POST .../payout-setup

Field	Rule
provider	Required. Currently only stripe_connect is supported
experience	Required. One of embedded, hosted_invite. Mutually exclusive with contact — see below
contact.email	Required for hosted_invite. Forbidden for embedded. Sending contact with experience: "embedded" returns 400
any nested bank / card / routing / account_number / iban / ssn / tax / tax_id / paypal / external_account* / payout_destination / payment_method / cvc fields	Forbidden anywhere in the request. Returns 400. Stripe collects this data directly from the merchant

Debugging checklist

When you're staring at an unexpected error, walk this list top-to-bottom before reaching out for support.

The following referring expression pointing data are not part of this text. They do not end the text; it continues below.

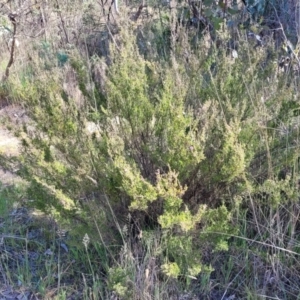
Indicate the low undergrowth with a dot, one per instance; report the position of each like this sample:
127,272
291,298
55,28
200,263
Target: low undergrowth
155,172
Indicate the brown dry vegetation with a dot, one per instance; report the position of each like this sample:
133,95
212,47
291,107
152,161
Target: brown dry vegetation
150,153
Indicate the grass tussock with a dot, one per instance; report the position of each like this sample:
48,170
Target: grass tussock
159,152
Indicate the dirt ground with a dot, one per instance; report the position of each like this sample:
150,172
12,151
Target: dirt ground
9,144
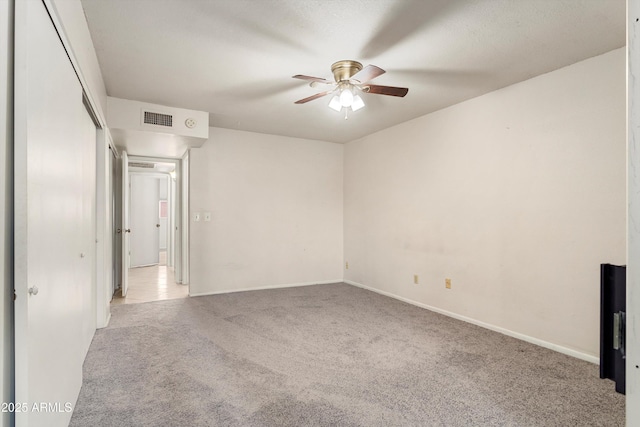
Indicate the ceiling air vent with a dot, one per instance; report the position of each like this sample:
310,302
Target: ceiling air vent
158,119
142,165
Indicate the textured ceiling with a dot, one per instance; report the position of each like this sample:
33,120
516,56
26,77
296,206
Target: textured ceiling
235,58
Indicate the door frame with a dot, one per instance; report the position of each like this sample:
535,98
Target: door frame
178,199
157,175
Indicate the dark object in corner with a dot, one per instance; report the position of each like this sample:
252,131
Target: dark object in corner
613,307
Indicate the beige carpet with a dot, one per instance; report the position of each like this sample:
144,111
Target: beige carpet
326,355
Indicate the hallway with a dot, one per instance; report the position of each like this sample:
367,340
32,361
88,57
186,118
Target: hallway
153,283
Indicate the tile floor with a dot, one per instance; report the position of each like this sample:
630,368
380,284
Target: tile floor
152,283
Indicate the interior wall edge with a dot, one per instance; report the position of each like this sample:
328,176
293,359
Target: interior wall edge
504,331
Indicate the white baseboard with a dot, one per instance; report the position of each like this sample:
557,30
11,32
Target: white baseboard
260,288
532,340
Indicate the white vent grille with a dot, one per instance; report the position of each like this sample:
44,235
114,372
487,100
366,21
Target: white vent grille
142,165
158,119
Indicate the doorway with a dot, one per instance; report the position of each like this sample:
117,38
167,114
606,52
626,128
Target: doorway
151,231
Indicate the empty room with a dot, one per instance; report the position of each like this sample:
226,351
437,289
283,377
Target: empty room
354,213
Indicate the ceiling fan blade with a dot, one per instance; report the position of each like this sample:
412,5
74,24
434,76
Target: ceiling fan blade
312,79
368,73
387,90
312,97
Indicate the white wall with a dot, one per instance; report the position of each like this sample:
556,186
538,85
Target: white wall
517,196
276,205
633,254
74,26
6,207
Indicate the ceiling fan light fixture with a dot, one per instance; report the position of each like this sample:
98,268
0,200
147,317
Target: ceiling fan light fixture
346,97
335,103
357,103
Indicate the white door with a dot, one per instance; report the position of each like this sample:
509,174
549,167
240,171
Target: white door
126,231
144,220
54,242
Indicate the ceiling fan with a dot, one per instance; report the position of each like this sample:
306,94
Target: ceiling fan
350,78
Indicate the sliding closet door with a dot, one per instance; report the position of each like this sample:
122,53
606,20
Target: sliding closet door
54,228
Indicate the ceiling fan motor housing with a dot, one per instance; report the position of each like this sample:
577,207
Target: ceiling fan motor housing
343,70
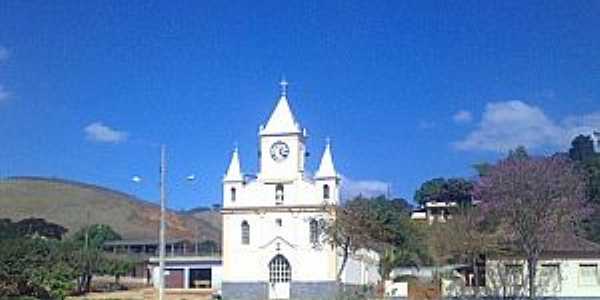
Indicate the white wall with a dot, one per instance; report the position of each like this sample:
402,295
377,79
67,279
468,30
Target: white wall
569,283
250,262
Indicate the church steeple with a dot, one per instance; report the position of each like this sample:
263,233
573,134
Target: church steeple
282,119
234,173
326,167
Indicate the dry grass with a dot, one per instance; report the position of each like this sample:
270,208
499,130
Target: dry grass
75,205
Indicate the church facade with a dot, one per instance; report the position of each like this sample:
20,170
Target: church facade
273,244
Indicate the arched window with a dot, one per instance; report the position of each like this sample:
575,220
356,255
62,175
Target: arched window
326,191
279,193
233,194
245,233
314,231
280,269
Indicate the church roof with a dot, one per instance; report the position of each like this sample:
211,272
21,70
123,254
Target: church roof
282,119
234,172
326,167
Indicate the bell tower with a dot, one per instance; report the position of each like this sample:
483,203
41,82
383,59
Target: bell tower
282,143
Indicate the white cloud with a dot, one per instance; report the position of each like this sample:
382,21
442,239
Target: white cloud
99,132
4,54
4,94
351,188
426,125
506,125
462,116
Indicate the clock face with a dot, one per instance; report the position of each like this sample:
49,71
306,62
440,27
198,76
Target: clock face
279,151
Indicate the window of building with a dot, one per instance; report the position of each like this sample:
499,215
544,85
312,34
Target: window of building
245,233
588,274
314,231
233,194
200,278
326,191
550,276
514,274
279,270
279,193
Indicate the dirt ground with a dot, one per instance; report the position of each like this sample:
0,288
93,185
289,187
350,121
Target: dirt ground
123,295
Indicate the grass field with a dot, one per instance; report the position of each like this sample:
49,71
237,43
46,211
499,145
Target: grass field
74,205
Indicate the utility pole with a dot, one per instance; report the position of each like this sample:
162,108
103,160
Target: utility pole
161,258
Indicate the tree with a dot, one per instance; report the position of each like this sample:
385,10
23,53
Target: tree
591,171
376,224
582,148
535,200
94,236
31,227
466,238
34,267
457,190
89,257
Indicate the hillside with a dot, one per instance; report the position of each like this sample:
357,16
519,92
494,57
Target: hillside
75,204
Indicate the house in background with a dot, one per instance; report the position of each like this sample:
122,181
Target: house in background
434,211
570,270
189,272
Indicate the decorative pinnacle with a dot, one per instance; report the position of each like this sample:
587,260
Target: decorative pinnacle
283,83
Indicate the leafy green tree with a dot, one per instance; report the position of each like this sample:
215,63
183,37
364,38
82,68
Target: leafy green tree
94,236
582,148
31,227
89,256
440,189
377,224
535,200
34,267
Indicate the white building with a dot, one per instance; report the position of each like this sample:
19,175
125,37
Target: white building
272,224
569,271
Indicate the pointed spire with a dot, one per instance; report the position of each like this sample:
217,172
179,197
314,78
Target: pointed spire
326,168
283,83
282,119
234,173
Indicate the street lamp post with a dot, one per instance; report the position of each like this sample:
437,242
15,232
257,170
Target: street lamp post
162,227
161,237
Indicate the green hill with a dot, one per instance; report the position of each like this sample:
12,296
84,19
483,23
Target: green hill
75,205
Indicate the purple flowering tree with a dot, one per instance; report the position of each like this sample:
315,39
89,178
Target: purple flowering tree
535,201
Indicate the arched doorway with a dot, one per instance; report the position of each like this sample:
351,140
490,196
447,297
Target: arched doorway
280,275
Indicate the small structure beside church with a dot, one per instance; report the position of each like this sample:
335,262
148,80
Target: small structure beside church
272,223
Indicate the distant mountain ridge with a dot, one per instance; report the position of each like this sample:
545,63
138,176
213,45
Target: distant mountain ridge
76,204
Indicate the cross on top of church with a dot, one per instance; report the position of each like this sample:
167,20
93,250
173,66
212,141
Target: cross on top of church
284,84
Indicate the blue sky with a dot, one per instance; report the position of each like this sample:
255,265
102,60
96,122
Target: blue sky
407,90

1. Capture request_id from the response envelope (or the X-Request-Id response header — same value).
2. Confirm Content-Type: application/json is set on every write call.
3. Confirm X-Platform-Parent-Account-Id is set on every write — 422 is the canonical signal it's missing.
4. Decode your API token and verify it hasn't expired (exp claim). API tokens are short-TTL — roughly 5 minutes.
5. Confirm you're hitting accounts.rokt.com/v1/partnership/* or accounts.rokt.com/v1/accounts/register/partnership. No other Rokt host is partner-callable.
6. If a write returns a 4xx but you suspect a server bug, retry with ?dry_run=true to isolate whether the payload is at fault or the server is. Dry-run runs the full validation without persisting state. See Dry-Run Mode.
7. For 5xx responses, retry with the same Idempotency-Key inside the 24-hour dedup window. Do not generate a new key on retry.
8. If all else fails, email smb-partnerships@rokt.com with the request_id, the approximate timestamp of the call (UTC), and the endpoint you hit.

備考

Why request_id matters. Rokt threads it through every server-side log entry for your call. Pass it back in a support ticket and the team can find the exact failure without paging through traffic.